Lately, mutations in genes that are already known to cause IRDs as well as novel IRD-related genes were found using WES and whole genome sequencing.13–17 WES was found to be useful in the identification of the disease-causing mutations in about 50% of the investigated IRD families.18–22
In the current study, we focus on the identification of homozygous and hemizygous large genomic deletions using WES coverage data analysis. We show that WES is an excellent tool for the identification of such deletions in various IRD-causing genes.
Subjects and clinical evaluation
The tenets of the Declaration of Helsinki were followed and prior to donation of a blood sample, a written informed consent was obtained from all individuals who participated in this study (see online supplementary figure S1), after explanation of the nature and possible consequences of the study. The research was approved by the institutional review board (IRB) at the Hadassah Medical Center. DNA was extracted from the index patients as well as from other affected and unaffected family members using the FlexiGene DNA kit (Qiagen).

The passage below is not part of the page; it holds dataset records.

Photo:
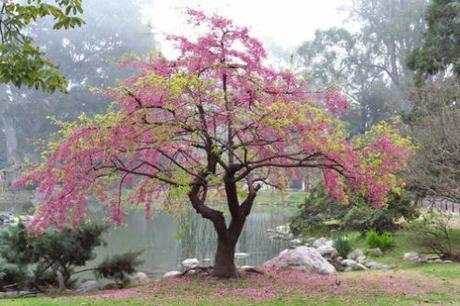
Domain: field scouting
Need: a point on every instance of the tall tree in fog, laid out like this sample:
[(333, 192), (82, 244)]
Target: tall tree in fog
[(86, 56), (441, 42), (369, 64)]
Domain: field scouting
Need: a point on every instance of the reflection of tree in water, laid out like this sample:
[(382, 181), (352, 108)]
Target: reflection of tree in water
[(198, 237), (199, 240)]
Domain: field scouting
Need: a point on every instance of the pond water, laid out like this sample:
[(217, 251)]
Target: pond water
[(167, 240)]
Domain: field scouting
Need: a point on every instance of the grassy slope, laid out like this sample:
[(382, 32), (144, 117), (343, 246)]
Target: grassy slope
[(437, 284)]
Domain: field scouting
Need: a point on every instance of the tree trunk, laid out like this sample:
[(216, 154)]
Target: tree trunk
[(224, 263)]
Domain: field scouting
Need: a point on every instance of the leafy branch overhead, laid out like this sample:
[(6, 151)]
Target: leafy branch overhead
[(21, 62)]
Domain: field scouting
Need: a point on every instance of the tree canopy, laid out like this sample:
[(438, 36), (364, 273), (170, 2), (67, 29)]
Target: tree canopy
[(441, 43), (21, 62), (214, 119)]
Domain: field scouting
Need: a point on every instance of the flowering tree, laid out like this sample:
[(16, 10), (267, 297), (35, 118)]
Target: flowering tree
[(215, 119)]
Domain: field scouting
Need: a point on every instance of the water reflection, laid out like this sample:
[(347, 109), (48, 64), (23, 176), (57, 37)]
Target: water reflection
[(163, 253)]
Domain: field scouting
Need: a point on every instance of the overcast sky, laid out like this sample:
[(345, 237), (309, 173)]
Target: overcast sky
[(282, 25)]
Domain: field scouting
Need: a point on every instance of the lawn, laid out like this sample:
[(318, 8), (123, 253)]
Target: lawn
[(437, 284)]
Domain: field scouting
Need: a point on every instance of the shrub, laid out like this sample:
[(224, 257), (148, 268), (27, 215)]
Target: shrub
[(13, 276), (343, 246), (434, 233), (118, 266), (383, 240), (315, 211), (363, 217), (53, 257), (357, 218)]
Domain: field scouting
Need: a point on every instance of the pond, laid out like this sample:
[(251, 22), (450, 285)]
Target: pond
[(167, 240)]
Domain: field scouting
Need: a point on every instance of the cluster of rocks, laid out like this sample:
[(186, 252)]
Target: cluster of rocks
[(416, 257), (192, 266), (11, 219), (304, 254), (282, 232), (135, 279)]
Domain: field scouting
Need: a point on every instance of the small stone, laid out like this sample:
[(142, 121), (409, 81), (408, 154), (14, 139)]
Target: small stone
[(355, 254), (190, 263), (411, 256), (138, 278), (172, 274), (327, 250), (377, 252), (358, 267), (88, 286), (377, 266), (348, 262), (361, 259), (295, 242), (241, 255)]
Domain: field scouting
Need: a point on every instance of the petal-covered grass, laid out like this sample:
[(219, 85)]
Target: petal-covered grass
[(407, 287)]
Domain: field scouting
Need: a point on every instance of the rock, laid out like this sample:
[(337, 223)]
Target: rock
[(361, 259), (190, 263), (88, 286), (241, 255), (295, 242), (322, 242), (283, 229), (301, 258), (358, 267), (138, 278), (377, 252), (355, 254), (14, 294), (377, 266), (327, 250), (107, 284), (348, 262), (172, 274), (411, 256)]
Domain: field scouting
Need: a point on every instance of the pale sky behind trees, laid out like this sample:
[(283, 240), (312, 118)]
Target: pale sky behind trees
[(282, 25)]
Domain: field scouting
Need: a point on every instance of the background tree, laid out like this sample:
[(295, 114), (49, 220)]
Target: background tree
[(434, 120), (214, 119), (440, 50), (369, 65), (87, 56), (21, 62)]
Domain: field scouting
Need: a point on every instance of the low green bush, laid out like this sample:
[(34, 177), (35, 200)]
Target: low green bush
[(316, 212), (50, 260), (363, 217), (382, 241), (343, 246), (118, 266)]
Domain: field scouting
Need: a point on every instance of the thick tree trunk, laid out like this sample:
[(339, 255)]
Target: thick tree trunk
[(224, 264)]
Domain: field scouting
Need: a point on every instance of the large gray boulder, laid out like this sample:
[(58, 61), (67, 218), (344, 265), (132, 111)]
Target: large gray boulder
[(301, 258), (411, 256), (322, 242), (172, 274), (355, 254), (190, 263)]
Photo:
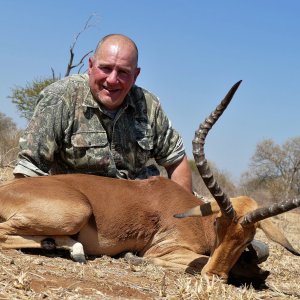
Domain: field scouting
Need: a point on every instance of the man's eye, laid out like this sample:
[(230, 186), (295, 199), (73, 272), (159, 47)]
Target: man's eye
[(105, 69)]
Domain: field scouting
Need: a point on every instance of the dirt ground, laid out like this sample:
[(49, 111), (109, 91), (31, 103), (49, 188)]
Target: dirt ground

Ocular evaluation included a comprehensive ophthalmologic exam, Goldmann perimetry, electroretinography, colour vision testing using the Ishihara 38-panel and Farnsworth-Munsell D-15 tests, colour and infrared fundus photos, optical coherence tomography and fundus autofluorescence (FAF) imaging performed as previously described.22
Homozygosity mapping was performed using whole genome single-nucleotide polymorphism microarrays (Affymetrix 6.0) as reported previously.23 WES analyses were performed on DNA samples of 64 individuals at Otogenetics (Norcross, Georgia, USA) using different approaches and were grouped accordingly: group 1 (G1)—43 samples using Agilent V4 and Illumina HiSeq 2000 with a 30× coverage (hg19), G2—10 samples using Numblegen V2 and PE100 Illumina HiSeq 2000 with a 30× coverage (hg19), G3—4 samples using Agilent Human exome V5 and PE100 HiSeq 2000/2500 with a 50× coverage (hg19), G4—4 samples using Agilent Human exome V5 and PE100 HiSeq 2000/2500 with a 50× coverage (hg38) and G5—3 samples using Agilent Human exome V5 and PE100 HiSeq 2000/2500 with a 100× coverage (hg19). Sequence reads were aligned to the human genome reference sequence and variants were viewed using the DNAnexus software package. WES data were analysed for potential disease-causing mutations as previously reported.16
Exome coverage analysis
We created an exon coverage database using SQLserver 2014 that includes the following columns: individual number, chromosome number, gene name, start and end nucleotide position of each exon and the mean exon coverage of an individual (MECI). The latter was calculated as the mean coverage values for each base (the number of reads covering a specific nucleotide) in a specific exon. MECI values were averaged in each group of patients (G1–G5) to obtain the mean exon coverage per group (MECG). All groups were analysed with the same set of parameters and filters. Exons with a relatively low MECG (less than mean MECG—SD) were excluded from the analysis. As Y-chromosome-specific exons are not present in females and therefore represent a population of exons that can be used to determine the baseline coverage of total exons that are thought to be deleted, we used the mean coverage data of exons located on the Y-chromosome in 15 female samples. To ensure the inclusion of Y-chromosome-specific sequences, we excluded from the analysis genes that are located on X–Y shared regions as well as genes with close paralogues in the human genome. To allow meaningful mathematical values to be obtained, MECI values of ‘0’ were replaced by a value of ‘0.1’ for calculating the MECG/MECI ratio. Aiming to determine a reliable threshold for the MECG/MECI ratio, the ratio of the 89 suspected exons was plotted and divided into two subgroups based on the slope of the regression line: the first set (including over 50% of the exons) included exons with ratios between 3.2 and 9.9 with a slope of 0.09. On the other hand, the second set with a minimal ratio of 16 showed a much more spaced distribution with a slope of 13.96. We used this change in the regression line equation to select a value that will differentiate these two groups and therefore is likely to include as much as possible true candidates for exon deletion.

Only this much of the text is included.